Reliance Consumer Products Ltd (RCPL) reported gross revenue of ₹22,000 crore [1] for the financial year ending March 2026.
This growth trajectory signals a direct challenge to established market leaders in India's fast-moving consumer goods sector. By scaling its operations rapidly, RCPL aims to disrupt the competitive landscape and capture a larger share of the domestic household market.
The company has set a revenue target of ₹1 lakh crore [2] by the financial year ending March 2030. To achieve this goal, RCPL plans to invest ₹30,000 crore [2] over the next three years. This capital infusion is intended to expand its product portfolio, and strengthen its supply chain infrastructure.
A significant driver of the company's recent performance is the Campa brand, which recorded sales of ₹4,700 crore [1]. The company has leveraged its vast distribution network to reach more than three million outlets across India [1].
RCPL is positioning itself to compete head-to-head with major industry players, including Nestlé India [1], [2]. The strategy involves aggressive pricing and wide availability to penetrate both urban and rural markets.

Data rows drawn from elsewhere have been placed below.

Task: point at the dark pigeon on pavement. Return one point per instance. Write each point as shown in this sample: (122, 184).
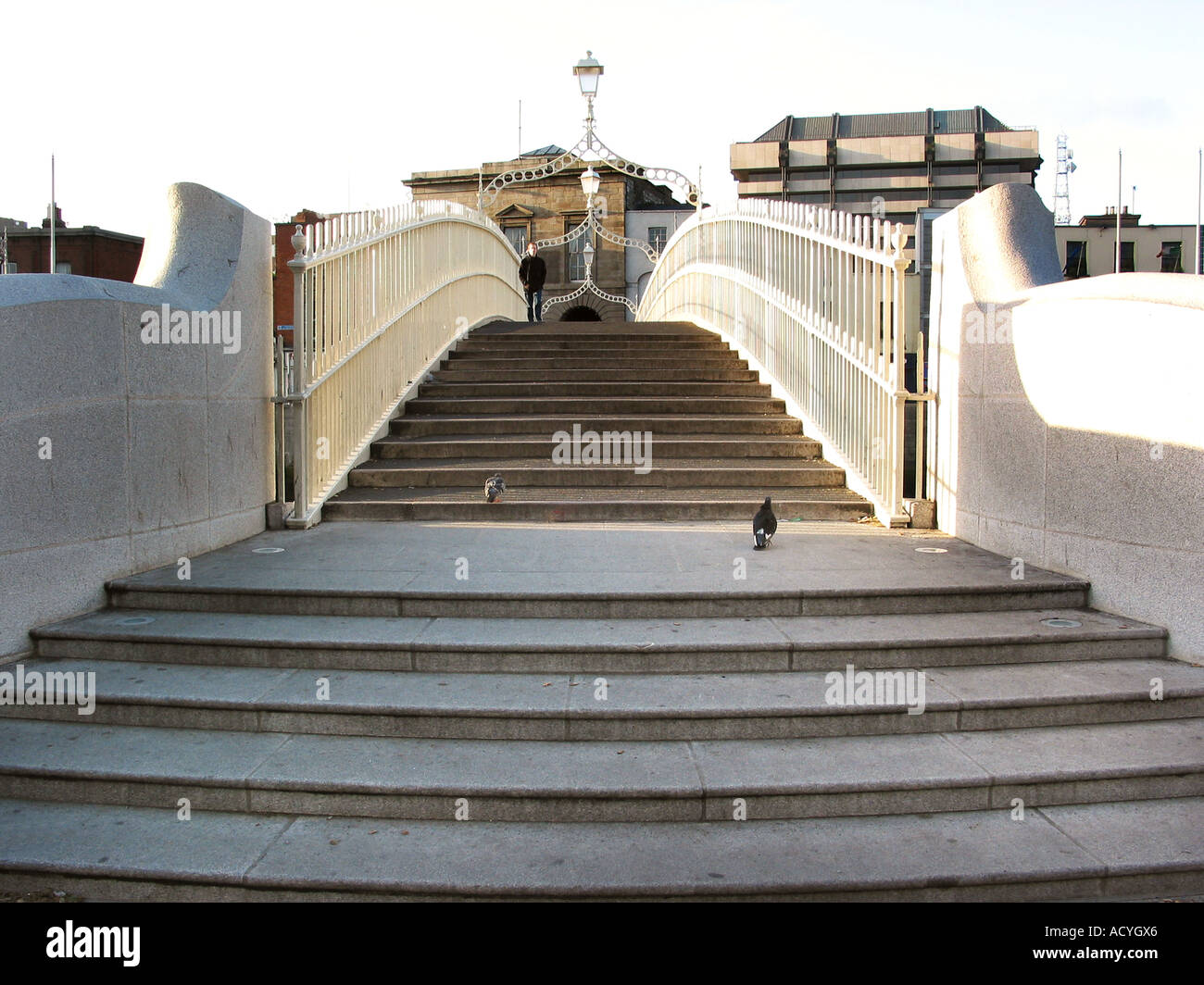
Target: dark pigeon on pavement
(765, 525)
(494, 488)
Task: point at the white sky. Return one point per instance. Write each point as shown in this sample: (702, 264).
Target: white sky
(295, 104)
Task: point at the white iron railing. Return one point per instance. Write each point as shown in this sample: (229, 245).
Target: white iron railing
(818, 299)
(377, 296)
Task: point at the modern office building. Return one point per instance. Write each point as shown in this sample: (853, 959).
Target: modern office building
(885, 164)
(1088, 248)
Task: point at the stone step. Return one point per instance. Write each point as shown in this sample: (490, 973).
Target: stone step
(454, 391)
(603, 361)
(1088, 852)
(695, 425)
(627, 571)
(600, 781)
(567, 405)
(460, 642)
(607, 355)
(619, 707)
(546, 475)
(296, 596)
(597, 504)
(541, 445)
(549, 343)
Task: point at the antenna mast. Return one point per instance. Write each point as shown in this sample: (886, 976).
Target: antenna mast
(1066, 167)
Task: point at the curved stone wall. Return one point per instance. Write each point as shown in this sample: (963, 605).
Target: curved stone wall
(1070, 424)
(119, 452)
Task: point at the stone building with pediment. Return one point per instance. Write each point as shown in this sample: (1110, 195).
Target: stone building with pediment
(549, 207)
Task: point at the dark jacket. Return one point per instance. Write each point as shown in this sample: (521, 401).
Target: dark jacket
(533, 272)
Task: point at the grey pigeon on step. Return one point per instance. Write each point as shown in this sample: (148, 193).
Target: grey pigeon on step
(494, 488)
(765, 525)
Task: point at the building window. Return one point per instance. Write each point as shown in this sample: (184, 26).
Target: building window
(576, 251)
(518, 237)
(1075, 259)
(1172, 256)
(1127, 265)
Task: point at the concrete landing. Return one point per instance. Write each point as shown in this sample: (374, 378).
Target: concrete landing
(678, 560)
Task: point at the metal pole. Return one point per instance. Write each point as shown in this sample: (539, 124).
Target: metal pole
(1199, 184)
(1119, 196)
(53, 223)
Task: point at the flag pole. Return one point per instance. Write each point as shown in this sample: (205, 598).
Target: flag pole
(53, 265)
(1120, 196)
(1199, 184)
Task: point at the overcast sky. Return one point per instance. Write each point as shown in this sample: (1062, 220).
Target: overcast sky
(329, 105)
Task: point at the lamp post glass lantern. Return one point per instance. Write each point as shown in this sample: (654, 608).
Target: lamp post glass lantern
(588, 72)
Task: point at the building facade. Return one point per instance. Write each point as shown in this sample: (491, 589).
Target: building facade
(87, 251)
(549, 207)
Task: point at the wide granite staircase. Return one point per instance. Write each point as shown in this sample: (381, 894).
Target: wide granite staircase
(284, 728)
(719, 441)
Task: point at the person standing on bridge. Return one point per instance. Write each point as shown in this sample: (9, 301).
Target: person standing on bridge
(533, 272)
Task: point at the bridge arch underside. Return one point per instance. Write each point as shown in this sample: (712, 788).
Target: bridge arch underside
(585, 307)
(581, 311)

The company's rapid ascent in the FMCG space follows a pattern of diversification seen across the broader Reliance ecosystem. By integrating consumer goods with its existing retail and digital capabilities, RCPL intends to create a seamless pipeline from production to the end consumer.
“Reliance Consumer Products Ltd (RCPL) reported gross revenue of ₹22,000 crore for the financial year ending March 2026.”

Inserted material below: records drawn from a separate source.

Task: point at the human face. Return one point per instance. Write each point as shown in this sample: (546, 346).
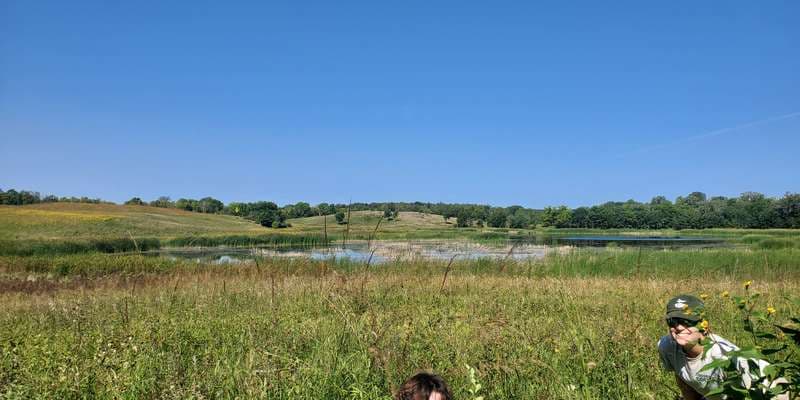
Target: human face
(436, 396)
(684, 331)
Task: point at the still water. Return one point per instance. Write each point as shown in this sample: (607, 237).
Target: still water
(382, 251)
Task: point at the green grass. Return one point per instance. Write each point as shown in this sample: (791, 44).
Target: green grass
(571, 326)
(75, 221)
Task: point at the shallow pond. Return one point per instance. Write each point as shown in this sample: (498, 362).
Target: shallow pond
(382, 251)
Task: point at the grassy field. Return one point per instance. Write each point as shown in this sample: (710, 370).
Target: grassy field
(580, 325)
(73, 221)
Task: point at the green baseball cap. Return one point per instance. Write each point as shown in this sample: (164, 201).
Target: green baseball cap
(685, 306)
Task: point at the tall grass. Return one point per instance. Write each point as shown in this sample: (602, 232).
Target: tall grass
(248, 240)
(296, 329)
(53, 247)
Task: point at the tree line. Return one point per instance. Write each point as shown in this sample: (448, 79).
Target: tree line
(23, 197)
(694, 211)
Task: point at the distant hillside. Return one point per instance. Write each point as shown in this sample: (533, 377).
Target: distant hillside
(78, 221)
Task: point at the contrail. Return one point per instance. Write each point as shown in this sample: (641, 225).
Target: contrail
(717, 132)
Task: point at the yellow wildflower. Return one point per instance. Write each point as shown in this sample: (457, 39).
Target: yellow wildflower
(704, 325)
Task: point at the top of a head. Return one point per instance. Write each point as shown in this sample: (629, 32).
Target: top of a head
(421, 386)
(685, 306)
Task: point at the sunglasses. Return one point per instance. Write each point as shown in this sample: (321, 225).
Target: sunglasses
(673, 322)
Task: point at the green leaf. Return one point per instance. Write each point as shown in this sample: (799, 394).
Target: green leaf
(723, 363)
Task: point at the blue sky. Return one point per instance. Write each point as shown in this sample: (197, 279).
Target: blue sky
(530, 103)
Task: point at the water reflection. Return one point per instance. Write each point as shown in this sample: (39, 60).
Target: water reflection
(378, 252)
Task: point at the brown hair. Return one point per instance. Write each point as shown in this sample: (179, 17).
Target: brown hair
(420, 387)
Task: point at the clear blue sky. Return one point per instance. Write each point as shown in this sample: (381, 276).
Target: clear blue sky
(528, 103)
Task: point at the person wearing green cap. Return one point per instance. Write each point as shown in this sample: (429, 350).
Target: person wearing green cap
(682, 353)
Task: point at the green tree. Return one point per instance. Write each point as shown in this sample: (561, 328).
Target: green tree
(134, 201)
(497, 217)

The aggressive investment and revenue targets indicate that Reliance is attempting to replicate its success in telecommunications by using massive capital expenditure to force rapid market penetration. If RCPL successfully hits its FY30 target, it will fundamentally alter the power dynamics of the Indian FMCG sector, potentially forcing legacy brands to lower prices or increase marketing spend to maintain their market share.